I giudici di secondo grado omettono di esprimersi sulla decadenza dell’accertamento, implicitamente tacciando di inesistenza un credito che nulla provava fosse frutto di artifici o comportamenti fraudolenti (relazione illustrativa al Dlgs 185/2008, articolo 27; Assonime, relazione sull’attività 2007-2008; Ctr Lombardia 707/13/2021). Dal che se il presupposto giuridico è provato da debita documentazione il credito è qualificabile come «non spettante», né il tratto distintivo può venir meno a causa di un’omissione in dichiarazione atteso che tale adempimento è successivo alla sua formazione (si veda la Ctp Rovigo 70/1/2022). Peraltro l’articolo 1, comma 283, della legge 296/2006 (a differenza, ad esempio, dell’articolo 4, comma 6, della legge 449/1997 per gli incentivi alle Pmi) non dispone alcuna decadenza dal beneficio stabilendo esclusivamente i criteri di individuazione, nel regolamento, delle attività agevolabili e le modalità accertative sull’effettivo sostenimento delle spese (Ctr Lombardia 2343/3/2021 e 4129/6/2018; Ctp Reggio Emilia n. 42/2/2019), risultando improprio un rinvio alle conclusioni della Corte costituzionale 129/1969 in tema di legittime integrazioni da parte dei decreti.

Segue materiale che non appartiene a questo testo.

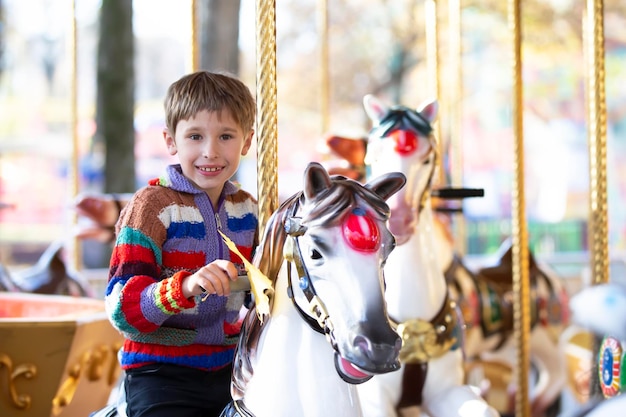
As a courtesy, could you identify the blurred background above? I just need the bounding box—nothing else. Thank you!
[0,0,625,277]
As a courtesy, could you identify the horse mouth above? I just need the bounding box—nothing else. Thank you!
[334,353,374,384]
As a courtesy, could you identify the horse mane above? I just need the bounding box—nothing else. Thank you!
[370,105,433,139]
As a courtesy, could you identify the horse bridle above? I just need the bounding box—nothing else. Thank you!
[283,202,336,346]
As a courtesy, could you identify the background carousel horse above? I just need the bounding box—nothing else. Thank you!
[326,94,569,416]
[342,94,499,417]
[220,162,406,417]
[558,280,626,416]
[0,239,92,296]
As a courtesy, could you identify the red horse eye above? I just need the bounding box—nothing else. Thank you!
[343,208,380,252]
[389,129,418,156]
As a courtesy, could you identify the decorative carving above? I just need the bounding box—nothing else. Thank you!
[51,344,122,416]
[0,353,37,410]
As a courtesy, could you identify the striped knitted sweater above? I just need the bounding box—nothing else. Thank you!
[105,164,258,372]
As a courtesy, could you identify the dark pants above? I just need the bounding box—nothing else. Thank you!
[124,363,233,417]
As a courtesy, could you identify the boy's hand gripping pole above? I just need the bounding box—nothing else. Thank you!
[219,231,274,323]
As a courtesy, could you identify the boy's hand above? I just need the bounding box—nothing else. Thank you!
[182,260,238,299]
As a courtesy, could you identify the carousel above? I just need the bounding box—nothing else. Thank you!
[0,1,623,417]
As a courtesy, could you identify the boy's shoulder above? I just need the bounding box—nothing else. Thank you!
[130,184,195,207]
[225,184,258,206]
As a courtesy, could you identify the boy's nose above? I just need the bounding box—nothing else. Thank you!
[202,142,218,158]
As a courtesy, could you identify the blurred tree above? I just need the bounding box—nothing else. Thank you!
[96,0,135,194]
[97,0,242,195]
[199,0,241,74]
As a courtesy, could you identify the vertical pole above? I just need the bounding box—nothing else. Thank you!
[70,0,81,271]
[191,0,199,72]
[584,0,608,398]
[508,0,531,415]
[318,0,329,135]
[256,0,279,237]
[447,0,466,255]
[585,0,608,285]
[424,0,443,184]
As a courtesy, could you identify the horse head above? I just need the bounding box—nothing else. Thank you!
[231,162,406,409]
[362,95,438,245]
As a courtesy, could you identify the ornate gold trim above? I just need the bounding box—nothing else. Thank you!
[51,343,121,416]
[0,353,37,410]
[397,300,458,364]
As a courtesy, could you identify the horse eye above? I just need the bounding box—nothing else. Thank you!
[309,249,322,260]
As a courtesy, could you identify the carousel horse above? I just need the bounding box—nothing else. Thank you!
[219,162,406,417]
[73,193,132,243]
[342,94,499,417]
[559,281,626,416]
[327,94,570,416]
[0,239,91,296]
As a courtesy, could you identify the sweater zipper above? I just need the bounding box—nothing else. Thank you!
[215,210,227,258]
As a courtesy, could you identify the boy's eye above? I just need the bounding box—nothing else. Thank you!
[190,134,202,141]
[220,134,233,140]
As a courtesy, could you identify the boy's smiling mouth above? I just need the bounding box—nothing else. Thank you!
[198,166,222,172]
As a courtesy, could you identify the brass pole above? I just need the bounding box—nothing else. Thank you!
[508,0,531,415]
[71,0,81,270]
[318,0,329,135]
[256,0,279,237]
[585,0,608,285]
[424,0,443,185]
[584,0,608,399]
[191,0,199,71]
[447,0,466,256]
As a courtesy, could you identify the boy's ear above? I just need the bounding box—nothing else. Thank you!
[241,130,254,155]
[163,128,177,155]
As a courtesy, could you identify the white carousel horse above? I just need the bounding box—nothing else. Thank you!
[559,281,626,416]
[349,95,499,417]
[219,162,406,417]
[326,95,571,416]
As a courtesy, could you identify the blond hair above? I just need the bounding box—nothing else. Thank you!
[164,71,256,134]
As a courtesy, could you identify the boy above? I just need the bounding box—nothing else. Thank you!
[105,71,258,417]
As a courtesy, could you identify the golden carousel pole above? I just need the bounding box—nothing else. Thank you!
[70,0,81,271]
[585,0,608,285]
[508,0,531,415]
[256,0,279,236]
[191,0,199,72]
[447,0,466,256]
[317,0,329,135]
[584,0,608,398]
[424,0,443,184]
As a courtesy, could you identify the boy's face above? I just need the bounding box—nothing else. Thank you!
[163,109,254,205]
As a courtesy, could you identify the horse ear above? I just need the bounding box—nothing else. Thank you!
[303,162,332,201]
[366,172,406,202]
[418,99,439,124]
[325,134,367,166]
[363,94,389,125]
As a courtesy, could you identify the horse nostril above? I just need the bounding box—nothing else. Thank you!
[394,337,402,353]
[354,335,372,355]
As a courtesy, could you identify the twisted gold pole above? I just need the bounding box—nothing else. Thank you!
[256,0,279,237]
[584,0,608,399]
[508,0,530,415]
[318,0,329,135]
[191,0,199,72]
[586,0,608,285]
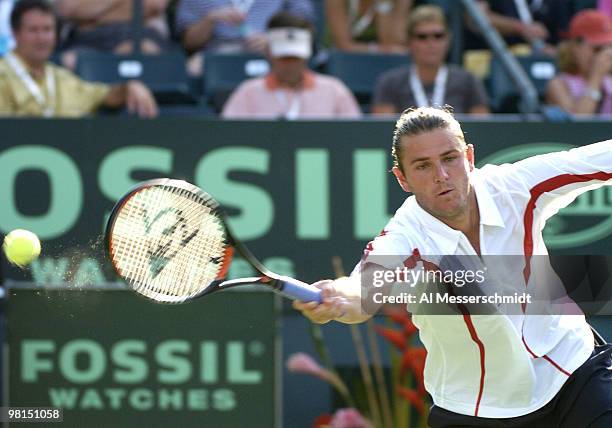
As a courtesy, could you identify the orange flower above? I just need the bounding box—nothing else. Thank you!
[397,386,426,416]
[404,318,418,337]
[400,348,424,376]
[400,348,427,392]
[384,307,418,338]
[312,414,333,427]
[375,325,406,350]
[385,307,410,326]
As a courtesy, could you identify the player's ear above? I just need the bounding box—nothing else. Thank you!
[392,166,412,193]
[466,144,475,171]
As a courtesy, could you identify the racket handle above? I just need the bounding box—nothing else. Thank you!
[276,276,323,303]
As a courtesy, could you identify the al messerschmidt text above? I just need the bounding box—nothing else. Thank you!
[372,292,532,305]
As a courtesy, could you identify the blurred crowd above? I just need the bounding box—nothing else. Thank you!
[0,0,611,119]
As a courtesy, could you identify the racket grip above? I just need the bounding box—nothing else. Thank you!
[276,276,323,303]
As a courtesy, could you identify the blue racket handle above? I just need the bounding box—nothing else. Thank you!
[276,276,323,303]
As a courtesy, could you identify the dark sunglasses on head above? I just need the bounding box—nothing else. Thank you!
[412,31,447,41]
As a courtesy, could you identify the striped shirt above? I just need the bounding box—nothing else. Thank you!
[175,0,315,51]
[559,72,612,115]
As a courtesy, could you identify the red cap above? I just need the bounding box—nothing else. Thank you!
[565,9,612,45]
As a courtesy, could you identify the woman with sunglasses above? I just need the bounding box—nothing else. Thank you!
[372,5,490,115]
[546,9,612,116]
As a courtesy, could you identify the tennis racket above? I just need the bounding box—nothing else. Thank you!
[106,178,322,304]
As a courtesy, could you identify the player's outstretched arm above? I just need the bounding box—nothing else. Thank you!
[506,140,612,220]
[293,276,373,325]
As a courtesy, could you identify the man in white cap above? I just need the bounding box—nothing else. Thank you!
[222,12,361,119]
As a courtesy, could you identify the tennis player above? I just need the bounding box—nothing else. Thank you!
[294,107,612,427]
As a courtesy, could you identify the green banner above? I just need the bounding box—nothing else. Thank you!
[5,289,278,427]
[0,119,611,286]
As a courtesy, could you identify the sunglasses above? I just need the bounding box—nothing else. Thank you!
[412,32,447,41]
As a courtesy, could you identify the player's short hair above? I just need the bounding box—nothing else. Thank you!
[392,106,466,172]
[11,0,55,31]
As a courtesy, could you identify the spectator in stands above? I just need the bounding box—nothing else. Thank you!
[324,0,412,53]
[546,9,612,115]
[0,0,158,117]
[176,0,314,54]
[464,0,571,52]
[56,0,171,56]
[371,5,489,115]
[222,12,361,119]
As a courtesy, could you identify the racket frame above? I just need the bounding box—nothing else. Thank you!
[106,178,308,301]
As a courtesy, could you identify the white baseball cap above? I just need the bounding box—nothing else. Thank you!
[267,27,312,59]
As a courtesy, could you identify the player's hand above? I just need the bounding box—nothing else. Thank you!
[208,7,246,25]
[126,81,158,119]
[293,280,348,324]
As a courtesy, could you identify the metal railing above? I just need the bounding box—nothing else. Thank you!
[460,0,540,114]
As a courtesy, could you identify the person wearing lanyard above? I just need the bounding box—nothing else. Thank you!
[0,0,158,118]
[221,12,361,119]
[371,5,490,115]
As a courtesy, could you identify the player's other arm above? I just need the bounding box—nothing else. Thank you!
[511,140,611,213]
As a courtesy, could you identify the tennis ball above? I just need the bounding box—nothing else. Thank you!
[3,229,41,267]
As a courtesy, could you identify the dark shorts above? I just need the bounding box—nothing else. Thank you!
[428,344,612,428]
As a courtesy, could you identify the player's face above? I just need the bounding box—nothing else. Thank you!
[13,9,56,65]
[392,128,475,220]
[408,21,450,68]
[271,57,307,87]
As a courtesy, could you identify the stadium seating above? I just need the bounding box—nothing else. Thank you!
[202,52,270,113]
[325,50,410,108]
[488,54,557,113]
[75,50,196,105]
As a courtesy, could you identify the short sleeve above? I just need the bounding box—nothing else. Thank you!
[55,67,110,116]
[221,81,251,118]
[0,69,15,115]
[372,70,399,107]
[332,79,362,118]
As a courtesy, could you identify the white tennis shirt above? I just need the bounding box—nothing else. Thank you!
[352,140,612,418]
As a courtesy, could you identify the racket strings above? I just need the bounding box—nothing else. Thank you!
[110,185,230,302]
[154,186,224,299]
[162,185,223,299]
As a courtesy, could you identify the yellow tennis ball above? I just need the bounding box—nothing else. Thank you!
[3,229,41,267]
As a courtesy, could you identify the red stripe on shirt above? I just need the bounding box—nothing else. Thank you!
[409,250,487,416]
[522,172,612,373]
[443,282,486,416]
[461,311,486,416]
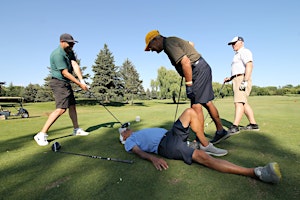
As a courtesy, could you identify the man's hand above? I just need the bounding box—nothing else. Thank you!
[151,157,169,171]
[186,85,195,99]
[239,81,248,91]
[80,80,90,91]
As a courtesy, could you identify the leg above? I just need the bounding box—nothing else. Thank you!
[244,103,257,124]
[202,101,223,131]
[179,108,208,146]
[192,149,255,177]
[69,104,79,129]
[232,102,245,126]
[41,108,67,133]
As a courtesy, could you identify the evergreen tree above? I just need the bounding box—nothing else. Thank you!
[91,44,124,102]
[23,84,41,102]
[119,59,144,104]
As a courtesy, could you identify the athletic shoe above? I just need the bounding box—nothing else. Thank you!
[200,143,228,157]
[228,125,240,135]
[73,128,89,136]
[34,132,49,146]
[187,141,200,149]
[245,123,260,131]
[210,129,230,144]
[254,162,282,184]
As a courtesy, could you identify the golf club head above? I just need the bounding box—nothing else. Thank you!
[52,142,61,152]
[121,122,130,128]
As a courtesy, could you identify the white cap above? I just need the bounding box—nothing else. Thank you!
[228,36,244,45]
[118,127,126,144]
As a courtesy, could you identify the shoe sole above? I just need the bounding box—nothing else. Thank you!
[205,151,228,157]
[228,130,240,136]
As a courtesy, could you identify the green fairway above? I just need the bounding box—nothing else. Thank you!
[0,96,299,200]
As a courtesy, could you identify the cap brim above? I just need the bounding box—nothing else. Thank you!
[145,45,150,51]
[228,42,235,45]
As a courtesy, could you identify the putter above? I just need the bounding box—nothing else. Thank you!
[52,142,133,164]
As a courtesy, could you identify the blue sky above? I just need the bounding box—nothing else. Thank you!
[1,0,299,90]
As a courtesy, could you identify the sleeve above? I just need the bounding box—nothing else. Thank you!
[52,54,68,70]
[240,49,253,65]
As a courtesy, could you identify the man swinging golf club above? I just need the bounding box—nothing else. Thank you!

La ritrattabilità delle opzioni volontarie del resto è legittima una volta si dimostri che l’errore è essenziale e riconoscibile ai sensi dell’articolo 1428 del Codice civile (Cassazione 711/2019; Cassazione 7294/2012). In questo senso dalla lettura dei processi liguri ben emerge l’intenzione della società di avvalersi del credito d’imposta come dimostra, a seguito dell’invio del formulario Frs, il diniego ricevuto dall’Agenzia esclusivamente per esaurimento delle somme, successivamente rifinanziate dalla legge 191/2009 ed usufruite mediante l’utilizzo in compensazione (ultra Ctr Umbria 251/1/2022). Indipendentemente da una dichiarazione integrativa nei termini, l’articolo 2, comma 8-bis, ultimo periodo del Dpr 322/1998 può favorire un filone giurisprudenziale futuro che superi la dicotomia tra dichiarazioni di scienza emendabili e opzioni volontarie irretrattabili.